Augusto Di Meo aveva 33 anni quando, il 19 marzo 1994, l’amico don Peppe Diana fu ucciso nella chiesa di San Nicola di Bari a Casal di Principe (Caserta) da un killer entrato in azione davanti ai suoi occhi poco dopo le 7 del mattino, mentre il parroco si trovava in sagrestia e si preparava a celebrare la messa.

Quel giorno, onomastico del sacerdote, Augusto Di Meo aveva deciso di passare presto a salutarlo e, proprio quando stava per congedarsi, assistette all’irruzione di un uomo armato di pistola. “Chiese ‘Chi è don Peppe?’, e il mio amico rispose ‘Sono io’“. Furono le ultime parole del prete prima dell’esecuzione della condanna a morte scritta dalla camorra. A quel punto, il sicario aprì il fuoco e almeno quattro proiettili colpirono don Peppe Diana senza dargli scampo. Subito dopo, Augusto Di Meo andò in caserma a denunciare l’assassino nonostante il muro di omertà intorno al tessuto locale della criminalità organizzata. Un gesto di coraggio che oggi, ha ribadito più volte, rifarebbe senza pensarci.



Augusto Di Meo testimone oculare dell’omicidio di don Peppe Diana: “Morì all’istante, lo presi tra le braccia…”

Fu proprio la testimonianza di Augusto Di Meo, come ricalcato da Roberto Saviano nel suo programma Insider – Faccia a faccia con il crimine, a inchiodare l’assassino di don Peppe Diana e a portare alle successive condanne definitive per l’omicidio.



Peppe morì all’istante – ha raccontato Augusto Di Meo al Corriere della Sera e al Tg3 -. Lo presi tra le braccia e lo chiamai, ma era già senza vita. Il suo volto era stato sfigurato da uno dei proiettili. L’assassino mise a posto la pistola nella cintura, si aggiustò la giacca e uscì senza correre. Intanto, nel giro di una manciata di minuti, attorno a me scapparono tutti“.
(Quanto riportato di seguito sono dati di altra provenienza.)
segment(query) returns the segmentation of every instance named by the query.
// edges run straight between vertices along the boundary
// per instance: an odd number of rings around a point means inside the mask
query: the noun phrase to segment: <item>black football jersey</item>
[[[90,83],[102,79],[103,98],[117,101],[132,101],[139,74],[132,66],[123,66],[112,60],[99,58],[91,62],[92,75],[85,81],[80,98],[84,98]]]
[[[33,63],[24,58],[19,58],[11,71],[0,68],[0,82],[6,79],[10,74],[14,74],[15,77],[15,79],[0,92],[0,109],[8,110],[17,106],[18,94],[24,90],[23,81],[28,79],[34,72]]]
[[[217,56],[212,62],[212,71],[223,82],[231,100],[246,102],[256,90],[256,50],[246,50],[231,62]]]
Augusto Di Meo, la fuga per proteggere la famiglia: “Una parte dello Stato non ha fatto il proprio dovere”

Augusto Di Meo, da quel 19 marzo 1994, ebbe la vita stravolta. Non solo per aver perso l’amico don Peppe Diana, ucciso dalla camorra mentre svolgeva il suo servizio sacerdotale, ma anche perché costretto a cercare protezione dalla camorra dopo aver riconosciuto e denunciato il killer.



Una tutela che le istituzioni, come ha detto al Tg3, non gli avrebbero garantito appieno: “Avevo tanta paura, dissi a mia moglie di spostarci, di andarcene da Casal di Principe. Mi sono sentito assolutamente solo, una parte dello Stato non ha fatto il proprio dovere“. Augusto Di Meo ha sempre ripetuto la sua certezza: “Lo rifarei domani mattina“, pronto a portare avanti la battaglia contro la camorra che condivise con l’amico don Peppe Diana. Per l’omicidio del sacerdote, furono condannati Giuseppe Quadrano, ritenuto esecutore materiale e destinato a una pena di 14 anni di carcere perché diventato collaboratore di giustizia, il boss Nunzio De Falco, ritenuto mandante del delitto e all’ergastolo. Stessa pena inflitta ai due riconosciuti quali coautori dell’omicidio, Mario Santoro e Francesco Piacenti.